La référence à cet oiseau qui se fait abattre pour rien par des marins nous plaît bien, mais elle est venue complètement par hasard, en créant le refrain du morceau. Cloudy Heads, rock romantique ? Peut-être, oui. Si notre musique inspire cela, avec plaisir !
Vous venez de sortir l’EP carte de visite Rushing Out. Vers quelle musique souhaitez-vous aller ?
C’est tout le processus en cours en ce moment. On est en pleine phase de R&D… Le but de l’EP a justement été d’explorer plusieurs pattes sonores. Une chanson full synthé, « Shadow Work » ; un rock pur et dur avec « Rushing Out » ; et « Writing », un titre choral, où l’on explore diverses textures en même temps, jusqu’à tester le vide. Maintenant qu’on a élargi notre palette, on va voir.
Le quatuor s’est formé à Saint-Germain-en-Laye. Quelle est la scène musicale là-bas ?
La Clef, c’est le hub musical et culturel des Yvelines. Sport, peinture, danse, musique, c’est une institution importante là-bas. Plusieurs groupes y ont émergé, dont nous. Mais on a aussi vu des gros groupes, comme Revolver, ou Femi Kuti…
Chanter en anglais ou en français, la question a-t-elle toujours du sens pour vous ?
On nous pose tout le temps la question, mais en interne on ne se la pose pas. Nos influences, comme les Strokes, chantent en anglais. C’était peut-être au début l’envie de se cacher, maintenant non, c’est devenu évident. Dernièrement, nous sommes allés à la listening party de Last Train, ils disaient notamment qu’ils appréhendaient l’anglais comme un instrument à part entière. On est en phase avec ça.
Le parcours de ce groupe vous inspire-t-il ?
Pour n’importe quel groupe de rock alternatif en France, oui, clairement. Parce qu’ils ont tout fait tout seuls et qu’ils sont, comme nous, des potes d’enfance. On ne cherche pas à faire comme eux, mais leur indépendance nous parle.

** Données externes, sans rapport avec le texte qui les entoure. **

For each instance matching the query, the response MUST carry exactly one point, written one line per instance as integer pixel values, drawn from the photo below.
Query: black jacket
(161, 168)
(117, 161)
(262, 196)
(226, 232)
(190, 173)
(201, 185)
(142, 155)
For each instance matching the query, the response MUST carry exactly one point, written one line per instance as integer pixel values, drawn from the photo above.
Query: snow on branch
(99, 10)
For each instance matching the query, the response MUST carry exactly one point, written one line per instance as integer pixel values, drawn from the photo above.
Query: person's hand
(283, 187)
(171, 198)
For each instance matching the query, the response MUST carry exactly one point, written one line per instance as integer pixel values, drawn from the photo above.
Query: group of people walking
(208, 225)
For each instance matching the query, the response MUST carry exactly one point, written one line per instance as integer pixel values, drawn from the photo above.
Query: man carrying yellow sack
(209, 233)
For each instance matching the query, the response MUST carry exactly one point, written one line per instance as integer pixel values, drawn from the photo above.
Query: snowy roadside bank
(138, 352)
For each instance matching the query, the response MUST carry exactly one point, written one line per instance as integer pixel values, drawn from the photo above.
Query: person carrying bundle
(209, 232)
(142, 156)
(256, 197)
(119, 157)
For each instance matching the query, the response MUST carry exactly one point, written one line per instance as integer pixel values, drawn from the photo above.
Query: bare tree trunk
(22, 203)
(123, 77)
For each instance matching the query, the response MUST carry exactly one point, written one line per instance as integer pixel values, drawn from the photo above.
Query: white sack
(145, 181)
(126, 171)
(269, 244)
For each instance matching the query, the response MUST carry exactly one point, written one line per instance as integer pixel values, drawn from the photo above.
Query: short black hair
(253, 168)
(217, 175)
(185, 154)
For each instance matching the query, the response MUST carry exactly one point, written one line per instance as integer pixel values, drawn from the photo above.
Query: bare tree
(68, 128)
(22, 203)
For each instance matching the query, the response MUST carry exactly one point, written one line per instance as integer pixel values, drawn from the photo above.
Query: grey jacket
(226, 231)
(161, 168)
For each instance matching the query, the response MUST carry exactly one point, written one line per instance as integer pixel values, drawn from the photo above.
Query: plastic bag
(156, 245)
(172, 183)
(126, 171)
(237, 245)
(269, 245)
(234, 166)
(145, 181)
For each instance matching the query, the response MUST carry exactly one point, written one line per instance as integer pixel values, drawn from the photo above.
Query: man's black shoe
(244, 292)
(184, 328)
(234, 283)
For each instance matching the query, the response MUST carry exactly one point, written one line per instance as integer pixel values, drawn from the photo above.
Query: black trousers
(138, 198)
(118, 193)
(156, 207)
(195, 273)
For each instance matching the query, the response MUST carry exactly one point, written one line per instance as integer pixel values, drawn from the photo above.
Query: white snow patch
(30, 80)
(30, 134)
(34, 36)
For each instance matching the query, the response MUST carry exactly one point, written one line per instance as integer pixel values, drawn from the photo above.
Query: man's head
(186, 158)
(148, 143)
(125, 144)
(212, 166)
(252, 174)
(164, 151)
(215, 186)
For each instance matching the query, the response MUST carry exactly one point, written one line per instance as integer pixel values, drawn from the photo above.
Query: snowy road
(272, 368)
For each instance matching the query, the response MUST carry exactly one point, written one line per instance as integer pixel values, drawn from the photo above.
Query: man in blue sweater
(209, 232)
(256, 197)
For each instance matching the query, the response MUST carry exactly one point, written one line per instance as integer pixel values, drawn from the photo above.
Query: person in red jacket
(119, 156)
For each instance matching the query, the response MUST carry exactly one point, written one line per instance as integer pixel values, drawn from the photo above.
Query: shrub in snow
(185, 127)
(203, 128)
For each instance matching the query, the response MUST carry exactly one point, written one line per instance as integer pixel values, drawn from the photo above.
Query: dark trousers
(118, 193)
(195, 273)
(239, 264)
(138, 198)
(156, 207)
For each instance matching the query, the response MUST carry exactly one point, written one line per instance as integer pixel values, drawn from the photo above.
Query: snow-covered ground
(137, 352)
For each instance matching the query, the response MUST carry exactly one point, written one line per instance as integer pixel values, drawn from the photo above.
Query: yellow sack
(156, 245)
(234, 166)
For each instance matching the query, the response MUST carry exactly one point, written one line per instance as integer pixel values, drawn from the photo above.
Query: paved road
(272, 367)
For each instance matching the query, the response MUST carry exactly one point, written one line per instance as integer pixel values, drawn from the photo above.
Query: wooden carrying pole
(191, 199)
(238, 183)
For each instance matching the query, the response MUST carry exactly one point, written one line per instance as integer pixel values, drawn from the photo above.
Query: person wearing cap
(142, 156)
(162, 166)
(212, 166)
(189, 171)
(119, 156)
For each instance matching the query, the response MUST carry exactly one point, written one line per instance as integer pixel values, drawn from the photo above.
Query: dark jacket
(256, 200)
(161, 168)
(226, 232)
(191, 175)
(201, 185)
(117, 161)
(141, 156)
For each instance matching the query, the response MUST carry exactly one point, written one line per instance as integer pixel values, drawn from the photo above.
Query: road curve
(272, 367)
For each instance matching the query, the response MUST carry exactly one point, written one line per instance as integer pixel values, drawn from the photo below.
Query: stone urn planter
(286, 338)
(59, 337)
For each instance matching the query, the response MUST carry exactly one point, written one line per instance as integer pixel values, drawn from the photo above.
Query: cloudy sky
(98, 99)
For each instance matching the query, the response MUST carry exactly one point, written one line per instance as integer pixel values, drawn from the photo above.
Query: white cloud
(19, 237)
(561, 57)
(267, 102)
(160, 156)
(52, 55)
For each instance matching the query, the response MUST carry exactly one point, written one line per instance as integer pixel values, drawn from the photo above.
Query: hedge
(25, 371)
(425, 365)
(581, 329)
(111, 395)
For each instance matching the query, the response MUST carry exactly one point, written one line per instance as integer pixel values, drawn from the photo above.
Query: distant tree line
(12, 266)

Vous avez joué au Dublin Castle de Londres. Le public anglais est-il toujours plus calme et attentif que les Parisiens ?
C’est une salle assez culte, parce que autant Coldplay que Amy Winehouse y ont fait leurs premiers concerts. Sur nos morceaux plus tranquilles, comme « Writing », c’est clair qu’ici on entend parler, il faut bien se focus sur son morceau, alors qu’au Dublin Castle, le public était très bienveillant. Le rock est peut-être leur pop à eux, donc ils respectent peut-être davantage, mais ici on nous écoute aussi très bien.

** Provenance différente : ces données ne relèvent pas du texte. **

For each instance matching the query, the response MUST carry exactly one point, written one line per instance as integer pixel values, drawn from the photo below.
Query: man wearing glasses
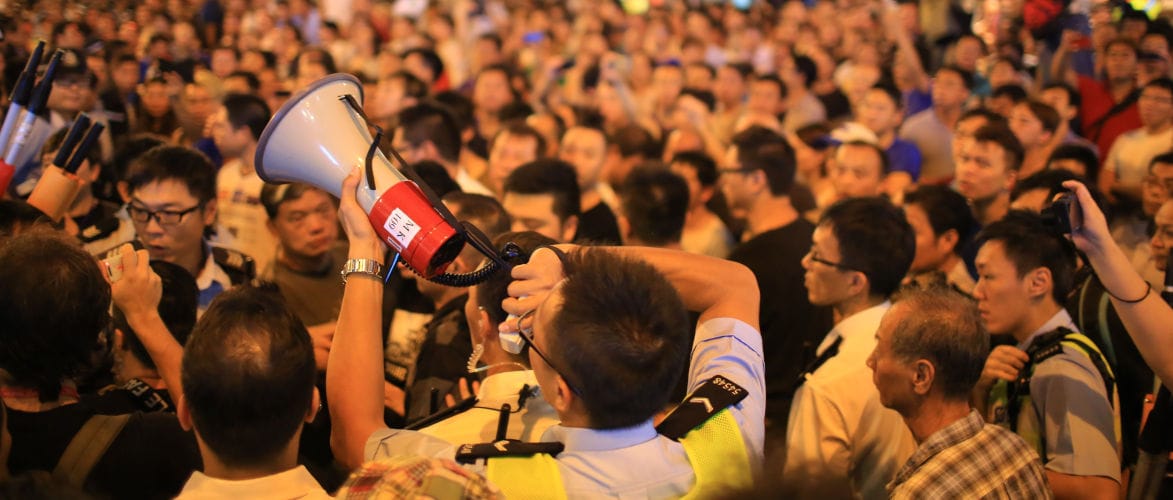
(608, 336)
(841, 441)
(173, 202)
(757, 178)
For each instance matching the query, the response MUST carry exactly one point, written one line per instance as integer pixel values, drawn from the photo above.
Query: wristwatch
(364, 267)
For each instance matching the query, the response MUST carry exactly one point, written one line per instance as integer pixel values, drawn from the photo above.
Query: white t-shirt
(242, 215)
(1133, 150)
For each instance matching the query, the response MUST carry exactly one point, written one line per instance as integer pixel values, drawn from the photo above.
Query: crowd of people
(811, 249)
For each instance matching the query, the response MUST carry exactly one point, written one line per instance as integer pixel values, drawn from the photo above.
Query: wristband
(363, 267)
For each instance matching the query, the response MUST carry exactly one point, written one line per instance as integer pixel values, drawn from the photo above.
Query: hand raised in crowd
(533, 282)
(1089, 227)
(1005, 362)
(139, 290)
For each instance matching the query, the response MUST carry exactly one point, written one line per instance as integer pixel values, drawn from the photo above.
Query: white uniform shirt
(839, 437)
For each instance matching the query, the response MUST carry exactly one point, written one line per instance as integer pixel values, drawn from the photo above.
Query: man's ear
(923, 375)
(485, 331)
(624, 228)
(948, 240)
(183, 413)
(314, 406)
(569, 229)
(119, 342)
(210, 213)
(705, 194)
(563, 398)
(1039, 282)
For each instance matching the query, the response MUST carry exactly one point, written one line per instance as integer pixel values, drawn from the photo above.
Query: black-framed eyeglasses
(164, 217)
(736, 170)
(527, 337)
(838, 265)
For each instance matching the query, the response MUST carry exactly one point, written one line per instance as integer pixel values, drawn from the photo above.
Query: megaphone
(320, 134)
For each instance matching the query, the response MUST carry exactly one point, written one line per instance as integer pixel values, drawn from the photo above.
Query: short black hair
(705, 166)
(634, 140)
(177, 309)
(1044, 113)
(1164, 83)
(778, 83)
(1073, 98)
(1005, 139)
(947, 209)
(893, 93)
(1012, 92)
(272, 196)
(885, 162)
(429, 58)
(482, 211)
(807, 68)
(1030, 243)
(433, 122)
(622, 337)
(655, 202)
(990, 116)
(761, 148)
(248, 376)
(17, 215)
(943, 326)
(874, 238)
(1046, 180)
(435, 176)
(548, 176)
(178, 163)
(413, 87)
(967, 76)
(248, 110)
(517, 128)
(53, 305)
(1082, 154)
(130, 149)
(250, 79)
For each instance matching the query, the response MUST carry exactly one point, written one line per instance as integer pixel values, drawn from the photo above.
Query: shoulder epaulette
(504, 447)
(713, 396)
(238, 267)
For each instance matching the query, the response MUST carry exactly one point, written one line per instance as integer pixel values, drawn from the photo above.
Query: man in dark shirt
(585, 149)
(443, 353)
(757, 180)
(53, 305)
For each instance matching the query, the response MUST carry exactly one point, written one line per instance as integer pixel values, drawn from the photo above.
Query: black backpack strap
(506, 447)
(87, 447)
(238, 267)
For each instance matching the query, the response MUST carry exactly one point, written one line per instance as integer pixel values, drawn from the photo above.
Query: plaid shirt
(971, 459)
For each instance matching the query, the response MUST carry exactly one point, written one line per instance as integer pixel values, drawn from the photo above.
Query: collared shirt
(839, 434)
(971, 459)
(292, 484)
(1080, 425)
(479, 424)
(211, 281)
(637, 461)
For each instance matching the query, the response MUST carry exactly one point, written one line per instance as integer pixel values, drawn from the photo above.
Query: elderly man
(929, 352)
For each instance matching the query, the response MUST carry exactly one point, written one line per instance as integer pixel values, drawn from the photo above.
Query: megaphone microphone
(320, 134)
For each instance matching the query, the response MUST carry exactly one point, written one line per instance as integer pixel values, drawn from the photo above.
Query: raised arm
(137, 295)
(354, 370)
(1147, 321)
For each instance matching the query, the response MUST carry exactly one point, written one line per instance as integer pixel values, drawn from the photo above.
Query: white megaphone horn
(318, 137)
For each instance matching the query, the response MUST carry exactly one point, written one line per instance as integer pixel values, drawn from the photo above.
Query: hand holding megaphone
(320, 135)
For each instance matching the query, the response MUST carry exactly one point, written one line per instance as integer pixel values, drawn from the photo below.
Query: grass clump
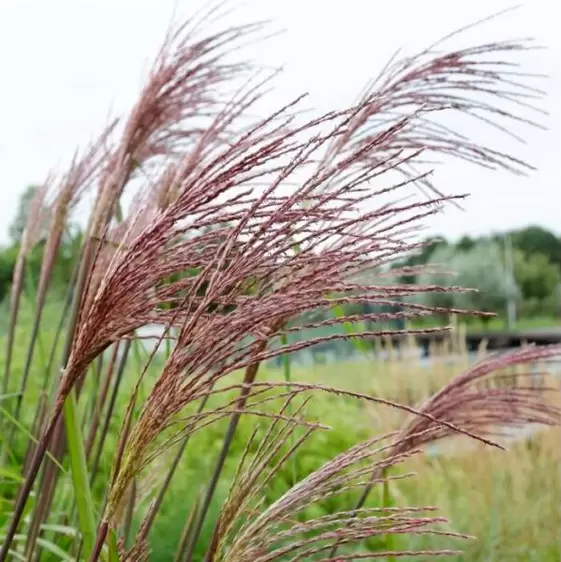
(246, 239)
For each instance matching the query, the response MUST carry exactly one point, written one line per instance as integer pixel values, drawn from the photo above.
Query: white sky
(66, 64)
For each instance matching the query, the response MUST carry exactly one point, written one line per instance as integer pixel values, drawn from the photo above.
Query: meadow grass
(253, 238)
(510, 501)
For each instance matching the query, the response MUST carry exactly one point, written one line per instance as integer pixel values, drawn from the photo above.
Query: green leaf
(80, 479)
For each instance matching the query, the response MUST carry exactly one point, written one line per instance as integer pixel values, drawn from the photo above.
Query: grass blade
(79, 473)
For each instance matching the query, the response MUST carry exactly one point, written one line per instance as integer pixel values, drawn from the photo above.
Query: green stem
(79, 470)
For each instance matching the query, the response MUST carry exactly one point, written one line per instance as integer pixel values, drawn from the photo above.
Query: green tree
(537, 240)
(480, 268)
(536, 276)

Vous avez remporté le prix du jury du tremplin de la RATP. En quoi était-ce important dans votre carrière naissante ?
Ils nous accompagnent beaucoup. Ils nous font jouer, aussi. On a fait les castings pour avoir l’accréditation pour jouer dans les couloirs du métro. De là, la RATP nous a proposé de jouer trois soirs de suite au festival Art Rock de cet été. C’était assez dingue, parce qu’on a pu jouer non loin de Franz Ferdinand, Philippe Katerine ou La Femme. On a ensuite été sélectionnés pour jouer au tremplin, qu’on a gagné. On vit des trucs fous grâce à eux. On conseille aux groupes parisiens de passer l’accréditation.

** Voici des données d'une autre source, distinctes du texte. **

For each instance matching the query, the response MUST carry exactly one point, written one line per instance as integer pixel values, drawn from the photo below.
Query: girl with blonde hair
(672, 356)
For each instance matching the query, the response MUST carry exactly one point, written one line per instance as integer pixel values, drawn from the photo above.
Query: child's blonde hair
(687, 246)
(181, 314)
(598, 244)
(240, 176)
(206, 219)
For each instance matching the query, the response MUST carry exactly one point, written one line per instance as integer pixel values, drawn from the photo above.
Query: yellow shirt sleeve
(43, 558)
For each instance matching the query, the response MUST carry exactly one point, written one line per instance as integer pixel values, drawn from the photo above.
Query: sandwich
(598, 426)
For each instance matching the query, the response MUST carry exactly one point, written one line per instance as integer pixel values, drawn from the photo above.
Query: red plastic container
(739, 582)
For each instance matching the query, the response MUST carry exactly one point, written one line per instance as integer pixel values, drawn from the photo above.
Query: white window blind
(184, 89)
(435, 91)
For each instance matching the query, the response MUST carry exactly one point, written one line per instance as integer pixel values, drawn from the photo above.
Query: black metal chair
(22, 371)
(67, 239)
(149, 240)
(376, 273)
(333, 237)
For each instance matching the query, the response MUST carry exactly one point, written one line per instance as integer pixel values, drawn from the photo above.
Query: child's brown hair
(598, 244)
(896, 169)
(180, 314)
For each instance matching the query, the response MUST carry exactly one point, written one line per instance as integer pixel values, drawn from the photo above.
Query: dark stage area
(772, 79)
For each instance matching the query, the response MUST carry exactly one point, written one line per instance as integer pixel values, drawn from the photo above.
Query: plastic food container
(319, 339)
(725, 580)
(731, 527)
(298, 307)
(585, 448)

Comment Cloudy Heads se situe sur la scène parisienne ?
On a eu notre premier crash test de concert auto-produit, le 2 septembre dernier, à la Péniche Antipode. Finalement, on a réussi à vendre toutes nos places. On a un public qui commence à nous suivre.
Vous préparez un second album ?
On va faire un album, mais on s’interroge sur le meilleur moyen d’être actif. On est indépendants. Produire un album prend deux ans. On ne peut pas ne rien sortir pendant autant de temps. Le groupe Palace, qu’on écoute beaucoup, sort presque uniquement des singles, ce qui nous inspire. Mais on est très attachés au format de l’album. Donc on réfléchit pas mal sur notre stratégie, rien n’est encore arrêté.
Vos prochaines dates ?
À la Mécanique Ondulatoire, le 21 novembre, en première partie de Deleo. Et au Supersonic, le 6 décembre, avec Cardinal Black.